For the homepage of my November 2011 issue, I "borrowed" a cover from one of my all-time favourite books by one of my absolutely all-time favourite writers: Farewell, My Lovely by Raymond Chandler. It's probably not my favourite cover for this much-reprinted title -- I still have a soft spot for the covers Ballantine did in the 70s and 80s -- and Lord knows Chandler wasn't always well-served by his book covers.* But this Pocket Book edition from the early fifties has a rather nasty, visceral charm to it, even if Chandler himself didn't much care for it.

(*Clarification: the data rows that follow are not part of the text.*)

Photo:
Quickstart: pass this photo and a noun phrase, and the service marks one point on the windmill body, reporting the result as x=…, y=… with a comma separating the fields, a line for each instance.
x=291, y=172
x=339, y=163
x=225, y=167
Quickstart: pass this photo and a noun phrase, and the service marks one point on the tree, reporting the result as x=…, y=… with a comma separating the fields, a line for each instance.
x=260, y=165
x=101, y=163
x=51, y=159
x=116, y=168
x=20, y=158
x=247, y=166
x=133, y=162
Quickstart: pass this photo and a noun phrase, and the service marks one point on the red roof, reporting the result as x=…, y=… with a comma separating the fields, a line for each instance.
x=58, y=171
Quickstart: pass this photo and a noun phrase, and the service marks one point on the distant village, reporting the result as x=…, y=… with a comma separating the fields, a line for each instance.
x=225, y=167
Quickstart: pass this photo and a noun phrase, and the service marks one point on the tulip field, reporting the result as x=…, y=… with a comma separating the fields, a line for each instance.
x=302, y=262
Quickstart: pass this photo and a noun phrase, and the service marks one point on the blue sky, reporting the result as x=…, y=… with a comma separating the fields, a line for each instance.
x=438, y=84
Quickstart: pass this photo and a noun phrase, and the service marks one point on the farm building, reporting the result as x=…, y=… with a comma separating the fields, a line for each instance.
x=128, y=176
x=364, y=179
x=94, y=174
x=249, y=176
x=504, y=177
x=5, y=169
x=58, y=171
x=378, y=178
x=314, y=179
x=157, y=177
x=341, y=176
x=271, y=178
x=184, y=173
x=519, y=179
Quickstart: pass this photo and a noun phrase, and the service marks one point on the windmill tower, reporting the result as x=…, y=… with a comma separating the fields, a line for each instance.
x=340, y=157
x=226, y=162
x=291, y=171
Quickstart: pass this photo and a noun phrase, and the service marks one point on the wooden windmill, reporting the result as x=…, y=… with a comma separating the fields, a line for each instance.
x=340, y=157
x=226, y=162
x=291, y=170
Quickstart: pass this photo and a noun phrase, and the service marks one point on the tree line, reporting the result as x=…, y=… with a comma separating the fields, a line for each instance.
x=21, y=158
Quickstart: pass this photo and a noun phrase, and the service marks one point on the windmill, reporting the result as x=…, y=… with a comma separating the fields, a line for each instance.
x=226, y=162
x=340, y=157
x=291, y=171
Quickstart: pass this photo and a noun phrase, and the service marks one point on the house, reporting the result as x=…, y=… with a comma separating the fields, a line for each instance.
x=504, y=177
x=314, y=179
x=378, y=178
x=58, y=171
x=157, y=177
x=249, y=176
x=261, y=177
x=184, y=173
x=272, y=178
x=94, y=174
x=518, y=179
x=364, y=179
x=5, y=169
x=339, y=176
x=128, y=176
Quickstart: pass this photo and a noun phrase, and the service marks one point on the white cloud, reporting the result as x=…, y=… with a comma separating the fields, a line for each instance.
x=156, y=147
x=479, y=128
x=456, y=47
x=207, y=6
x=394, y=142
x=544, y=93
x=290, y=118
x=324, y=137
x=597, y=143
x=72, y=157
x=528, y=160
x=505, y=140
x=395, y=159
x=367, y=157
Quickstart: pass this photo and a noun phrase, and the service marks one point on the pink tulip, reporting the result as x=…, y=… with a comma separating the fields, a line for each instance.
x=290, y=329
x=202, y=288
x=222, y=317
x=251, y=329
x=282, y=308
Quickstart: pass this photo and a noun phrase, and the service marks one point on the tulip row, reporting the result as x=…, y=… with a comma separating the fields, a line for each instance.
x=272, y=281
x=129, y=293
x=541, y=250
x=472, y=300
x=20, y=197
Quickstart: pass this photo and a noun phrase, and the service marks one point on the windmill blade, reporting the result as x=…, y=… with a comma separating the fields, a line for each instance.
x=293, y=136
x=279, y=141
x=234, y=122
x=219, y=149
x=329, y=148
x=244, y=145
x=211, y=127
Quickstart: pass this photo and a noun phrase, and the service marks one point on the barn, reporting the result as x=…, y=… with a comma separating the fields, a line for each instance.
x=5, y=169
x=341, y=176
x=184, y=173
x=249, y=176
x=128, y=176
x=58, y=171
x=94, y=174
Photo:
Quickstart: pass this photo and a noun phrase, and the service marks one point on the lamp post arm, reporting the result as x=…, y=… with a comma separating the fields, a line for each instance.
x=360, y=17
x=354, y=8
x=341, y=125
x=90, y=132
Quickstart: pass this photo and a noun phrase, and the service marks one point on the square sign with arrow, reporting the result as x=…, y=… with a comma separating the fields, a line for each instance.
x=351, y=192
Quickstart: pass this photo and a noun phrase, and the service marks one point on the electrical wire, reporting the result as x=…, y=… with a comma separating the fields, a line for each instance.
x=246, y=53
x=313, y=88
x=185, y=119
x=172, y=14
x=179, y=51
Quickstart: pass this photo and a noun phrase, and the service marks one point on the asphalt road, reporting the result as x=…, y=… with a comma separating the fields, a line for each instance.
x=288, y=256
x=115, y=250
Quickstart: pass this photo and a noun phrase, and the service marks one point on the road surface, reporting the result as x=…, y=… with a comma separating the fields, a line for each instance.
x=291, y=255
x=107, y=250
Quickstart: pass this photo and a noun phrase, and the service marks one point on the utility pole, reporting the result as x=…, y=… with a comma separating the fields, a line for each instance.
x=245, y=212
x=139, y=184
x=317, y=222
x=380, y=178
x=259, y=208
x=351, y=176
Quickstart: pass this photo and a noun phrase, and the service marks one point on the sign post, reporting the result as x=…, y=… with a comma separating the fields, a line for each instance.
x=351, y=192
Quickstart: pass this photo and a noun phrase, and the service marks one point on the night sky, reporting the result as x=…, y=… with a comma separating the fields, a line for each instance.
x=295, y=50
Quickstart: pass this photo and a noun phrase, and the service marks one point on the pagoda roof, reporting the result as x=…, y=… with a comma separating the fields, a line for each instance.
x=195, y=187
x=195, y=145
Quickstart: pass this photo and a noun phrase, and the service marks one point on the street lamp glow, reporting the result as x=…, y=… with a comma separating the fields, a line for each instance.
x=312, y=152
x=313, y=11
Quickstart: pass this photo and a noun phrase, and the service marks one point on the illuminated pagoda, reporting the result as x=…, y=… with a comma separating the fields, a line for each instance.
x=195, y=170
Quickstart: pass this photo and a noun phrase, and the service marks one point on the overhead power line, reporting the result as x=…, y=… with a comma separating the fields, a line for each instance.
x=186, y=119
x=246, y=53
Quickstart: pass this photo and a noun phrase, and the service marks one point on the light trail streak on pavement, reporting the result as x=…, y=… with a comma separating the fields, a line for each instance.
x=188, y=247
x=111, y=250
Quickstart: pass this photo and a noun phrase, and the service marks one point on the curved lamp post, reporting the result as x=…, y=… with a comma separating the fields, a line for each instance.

In fact, in Raymond Chandler Speaking, a collection of his correspondence that I highly recommend, there's a great letter in which arguably the crankiest man in crime fiction berates Freeman Lewis, the Vice-President of Pocket Books, over it:
"Is it permissible to wonder why the people who do illustrations and covers can't pay some attention to the text? The bedspring shown in your cover illustration is entirely wrong, since it is a type of spring which is very light and would be useless as a weapon. If your illustrator had taken the trouble to read merely a few lines at the top of page 144 in the book, he might not hasve made a fool of himself and incidentally of me, since the kind of spring I was writing about would be a very efficient weapon, almost as efficient as a blackjack. the kind he illustrated would be of no use at all. Also he ought to take a look at a hospital bad sometime and see what these so-called springs are made of and how they are put together."
Bitch, bitch, bitch...
There have been some spectacularly generic covers for his novels over the years, and in fact, after all these years, I'm still trying to make sense of the cover for the very first edition from way back in 1940.
If Chandler could go off on the thickness of a bed-spring, can you imagine what he thought about this one?
I mean, really. Flying saucers?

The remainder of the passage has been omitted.